RAL 140-M vs Iron Ore
RAL 140-M is a RAL Effect color while Iron Ore comes from Sherwin-Williams. RAL 140-M reads as beige-greige, while Iron Ore reads as grey — two distinct hue families, not close cousins. At LRV 35 vs 6, RAL 140-M will read as the brighter of the two — a 30-point gap that matters most in north-facing or low-light rooms. At ΔE 41.7, these are genuinely distinct colors — a strong contrast if used together, or a meaningful choice between two different directions. Below you'll find 3 real-room photo comparisons where both colors appear side by side, plus 5 simulated room previews.

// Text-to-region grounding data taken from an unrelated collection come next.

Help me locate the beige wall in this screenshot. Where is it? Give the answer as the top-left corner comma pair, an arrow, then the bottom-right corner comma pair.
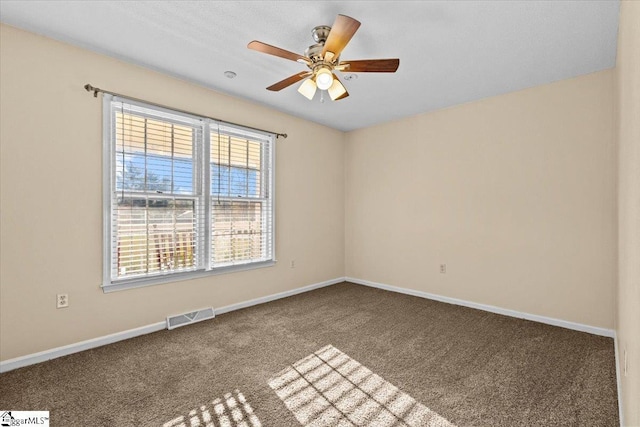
615,1 -> 640,425
0,15 -> 625,399
0,24 -> 345,361
345,70 -> 617,329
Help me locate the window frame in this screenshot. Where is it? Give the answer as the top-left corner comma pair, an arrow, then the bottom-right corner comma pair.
102,95 -> 276,292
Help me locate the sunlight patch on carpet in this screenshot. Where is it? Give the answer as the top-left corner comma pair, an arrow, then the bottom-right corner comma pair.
269,345 -> 455,427
163,389 -> 261,427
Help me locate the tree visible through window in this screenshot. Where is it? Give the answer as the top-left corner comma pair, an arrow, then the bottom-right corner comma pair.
104,97 -> 274,290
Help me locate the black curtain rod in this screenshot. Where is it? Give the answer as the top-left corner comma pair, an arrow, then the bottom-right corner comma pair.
84,84 -> 287,139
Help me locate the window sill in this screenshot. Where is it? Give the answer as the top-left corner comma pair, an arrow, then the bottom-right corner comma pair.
102,260 -> 276,293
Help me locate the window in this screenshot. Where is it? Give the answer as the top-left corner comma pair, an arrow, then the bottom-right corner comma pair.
103,96 -> 274,291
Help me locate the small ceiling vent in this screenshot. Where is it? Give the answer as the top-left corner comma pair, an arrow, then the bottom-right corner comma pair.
167,307 -> 215,330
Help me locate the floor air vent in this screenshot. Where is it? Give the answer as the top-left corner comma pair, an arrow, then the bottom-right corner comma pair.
167,307 -> 215,330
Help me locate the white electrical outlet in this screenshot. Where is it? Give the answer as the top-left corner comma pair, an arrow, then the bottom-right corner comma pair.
440,264 -> 446,274
56,293 -> 69,309
290,260 -> 295,268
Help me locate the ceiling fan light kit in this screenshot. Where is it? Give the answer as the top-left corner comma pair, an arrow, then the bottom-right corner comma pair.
248,14 -> 399,102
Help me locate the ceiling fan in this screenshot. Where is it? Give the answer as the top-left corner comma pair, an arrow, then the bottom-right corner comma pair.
248,14 -> 399,101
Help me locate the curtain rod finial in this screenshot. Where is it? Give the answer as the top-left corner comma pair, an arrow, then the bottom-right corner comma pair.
84,84 -> 99,97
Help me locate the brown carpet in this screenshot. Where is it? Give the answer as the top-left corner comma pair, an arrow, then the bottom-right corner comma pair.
0,282 -> 619,426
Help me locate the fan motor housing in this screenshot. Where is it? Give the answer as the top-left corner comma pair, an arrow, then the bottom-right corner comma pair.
305,44 -> 324,61
312,25 -> 331,43
306,25 -> 336,63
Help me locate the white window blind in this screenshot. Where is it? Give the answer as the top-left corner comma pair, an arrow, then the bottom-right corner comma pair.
210,126 -> 274,268
103,96 -> 275,291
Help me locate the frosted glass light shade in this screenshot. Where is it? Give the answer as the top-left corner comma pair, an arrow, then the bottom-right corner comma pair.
315,68 -> 334,90
298,78 -> 317,100
328,78 -> 347,101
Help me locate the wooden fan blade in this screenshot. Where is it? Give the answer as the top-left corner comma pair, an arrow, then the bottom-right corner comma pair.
267,72 -> 312,91
248,41 -> 309,63
322,15 -> 361,59
339,59 -> 400,72
336,91 -> 349,100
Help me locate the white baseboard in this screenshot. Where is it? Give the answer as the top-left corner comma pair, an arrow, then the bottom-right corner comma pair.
0,322 -> 166,374
216,277 -> 345,315
614,332 -> 625,427
0,277 -> 345,373
345,277 -> 615,338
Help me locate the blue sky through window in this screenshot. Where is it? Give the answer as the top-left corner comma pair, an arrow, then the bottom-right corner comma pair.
116,152 -> 258,197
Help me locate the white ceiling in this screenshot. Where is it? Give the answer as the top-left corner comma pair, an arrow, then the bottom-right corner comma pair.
0,1 -> 619,131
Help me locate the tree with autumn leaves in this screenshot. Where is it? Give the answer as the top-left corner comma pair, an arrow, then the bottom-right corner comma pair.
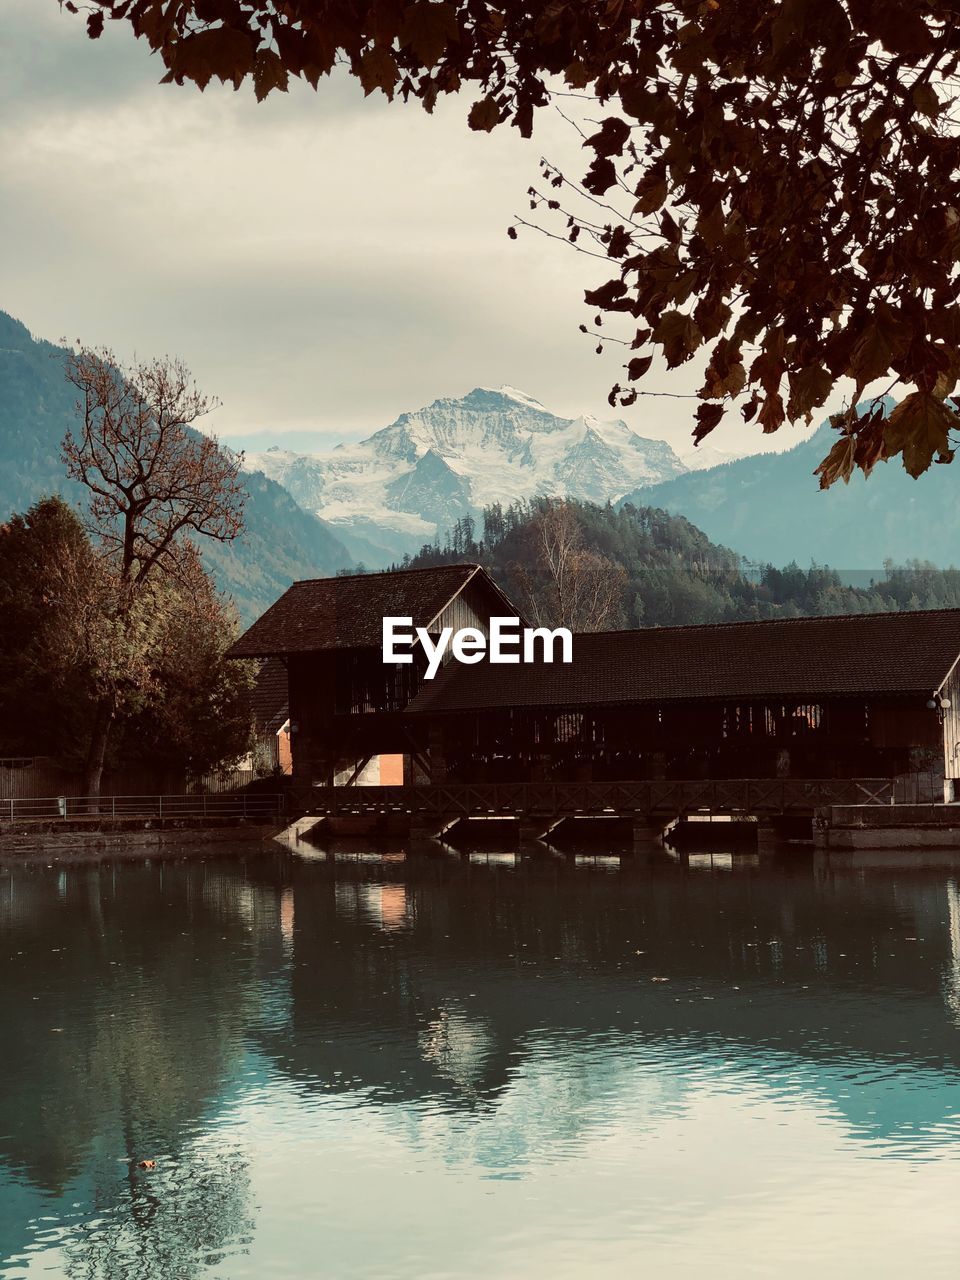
71,1 -> 960,486
61,348 -> 250,794
0,351 -> 255,796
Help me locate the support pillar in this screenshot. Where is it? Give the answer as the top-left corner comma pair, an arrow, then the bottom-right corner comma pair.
632,816 -> 663,853
427,723 -> 447,782
756,821 -> 780,853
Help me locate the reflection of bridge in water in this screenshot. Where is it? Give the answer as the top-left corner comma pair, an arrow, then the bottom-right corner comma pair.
259,853 -> 960,1153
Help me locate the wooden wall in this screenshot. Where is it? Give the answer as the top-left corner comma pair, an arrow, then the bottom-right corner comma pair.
941,665 -> 960,780
431,693 -> 949,784
432,574 -> 517,652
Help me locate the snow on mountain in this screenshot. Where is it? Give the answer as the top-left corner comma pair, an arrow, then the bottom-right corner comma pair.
680,444 -> 742,471
245,386 -> 685,562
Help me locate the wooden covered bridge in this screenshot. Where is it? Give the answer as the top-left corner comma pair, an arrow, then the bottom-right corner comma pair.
229,565 -> 960,837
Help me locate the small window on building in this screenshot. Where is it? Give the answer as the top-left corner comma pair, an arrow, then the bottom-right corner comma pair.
554,712 -> 585,743
764,703 -> 823,736
723,705 -> 755,737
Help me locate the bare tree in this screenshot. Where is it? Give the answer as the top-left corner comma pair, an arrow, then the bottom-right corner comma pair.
534,502 -> 581,628
514,501 -> 625,632
565,549 -> 625,634
62,348 -> 246,797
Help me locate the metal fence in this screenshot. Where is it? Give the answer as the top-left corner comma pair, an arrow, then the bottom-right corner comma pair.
1,792 -> 286,823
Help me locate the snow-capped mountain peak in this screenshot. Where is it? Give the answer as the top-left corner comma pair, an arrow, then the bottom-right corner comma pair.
478,384 -> 549,411
245,386 -> 685,564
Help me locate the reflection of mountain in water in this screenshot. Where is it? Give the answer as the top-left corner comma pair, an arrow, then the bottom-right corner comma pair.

RAL 140-M vs Iron Ore in Real Spaces
3 real rooms side by side. Seeing RAL 140-M and Iron Ore in actual rooms makes the difference concrete; browse the spaces below to get a feel for how each color lives on a wall.
Kitchen
Kitchen lighting tends to be bright and directional, which sharpens contrast and makes undertone differences more apparent. The LRV gap is large enough that RAL 140-M will make the room feel meaningfully brighter than Iron Ore would.
Bathroom
Bathrooms amplify color — the enclosed space and reflective surfaces make what reads subtle elsewhere feel more present here. The LRV gap is large enough that RAL 140-M will make the room feel meaningfully brighter than Iron Ore would.
Color Details
RAL 140-M vs Iron Ore Simulated Comparison
5 simulated room previews — drag the slider on each to see RAL 140-M on one side and Iron Ore on the other.
Digital color is approximate. These simulations are generated from the manufacturer's hex values and overlaid on grayscale room photos — your screen's calibration, brightness, and viewing angle all affect how they render. Before committing to either color, test physical samples in your own space under the light you actually live with.
More RAL 140-M comparisons
See how RAL 140-M stacks up against other well-photographed colors across different brands and tones.